I--I should have thought twice before agreeing."

"It would be better not to say that; it might not
sound truthful. I am not aware that any deception
was used on his part--I know there was not--whatever
might have been the case on the other side."

"This is too exasperating!" answered the younger woman huskily,
her face crimsoning, and her eyes darting light.
"How can you dare to speak to me like that? I insist upon
repeating to you that had I known that my life would
from my marriage up to this time have been as it is,
I should have said NO. I don't complain. I have never
uttered a sound of such a thing to him; but it is true.
I hope therefore that in the future you will be silent on
my eagerness. If you injure me now you injure yourself."

"Injure you? Do you think I am an evil-disposed person?"

"You injured me before my marriage, and you have now
suspected me of secretly favouring another man for money!"
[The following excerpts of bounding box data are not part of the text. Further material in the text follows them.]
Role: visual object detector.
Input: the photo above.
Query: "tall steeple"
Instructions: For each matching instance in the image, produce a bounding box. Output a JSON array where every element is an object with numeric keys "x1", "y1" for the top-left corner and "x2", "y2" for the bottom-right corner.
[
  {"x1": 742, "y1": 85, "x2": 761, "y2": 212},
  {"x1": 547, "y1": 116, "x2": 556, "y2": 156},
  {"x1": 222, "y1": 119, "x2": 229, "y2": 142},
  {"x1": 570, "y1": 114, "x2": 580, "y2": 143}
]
"I could not help what I thought. But I have never spoken
of you outside my house."

"You spoke of me within it, to Clym, and you could not
do worse."

"I did my duty."

"And I'll do mine."

"A part of which will possibly be to set him against
his mother. It is always so. But why should I not bear
it as others have borne it before me!"

"I understand you," said Eustacia, breathless with emotion.
"You think me capable of every bad thing. Who can be
worse than a wife who encourages a lover, and poisons
her husband's mind against his relative? Yet that is now
the character given to me. Will you not come and drag
him out of my hands?"

Mrs. Yeobright gave back heat for heat.

"Don't rage at me, madam! It ill becomes your beauty,
and I am not worth the injury you may do it on my account,
I assure you. I am only a poor old woman who has lost
a son."

"If you had treated me honourably you would have had
him still." Eustacia said, while scalding tears trickled
from her eyes. "You have brought yourself to folly;
you have caused a division which can never be healed!"

"I have done nothing. This audacity from a young woman
is more than I can bear."

"It was asked for; you have suspected me, and you have made
me speak of my husband in a way I would not have done.
You will let him know that I have spoken thus, and it will
cause misery between us. Will you go away from me? You
are no friend!"

"I will go when I have spoken a word. If anyone says I
have come here to question you without good grounds for it,
that person speaks untruly. If anyone says that I
attempted to stop your marriage by any but honest means,
that person, too, does not speak the truth. I have fallen
on an evil time; God has been unjust to me in letting
you insult me! Probably my son's happiness does not lie
on this side of the grave, for he is a foolish man
who neglects the advice of his parent. You, Eustacia,
stand on the edge of a precipice without knowing it.
Only show my son one-half the temper you have shown
me today--and you may before long--and you will find
that though he is as gentle as a child with you now,
he can be as hard as steel!"

The excited mother then withdrew, and Eustacia, panting,
stood looking into the pool.

2 - He Is Set upon by Adversities but He Sings a Song

The result of that unpropitious interview was that Eustacia,
instead of passing the afternoon with her grandfather,
hastily returned home to Clym, where she arrived three hours
earlier than she had been expected.

She came indoors with her face flushed, and her eyes
still showing traces of her recent excitement.
Yeobright looked up astonished; he had never seen
her in any way approaching to that state before.
She passed him by, and would have gone upstairs unnoticed,
but Clym was so concerned that he immediately followed her.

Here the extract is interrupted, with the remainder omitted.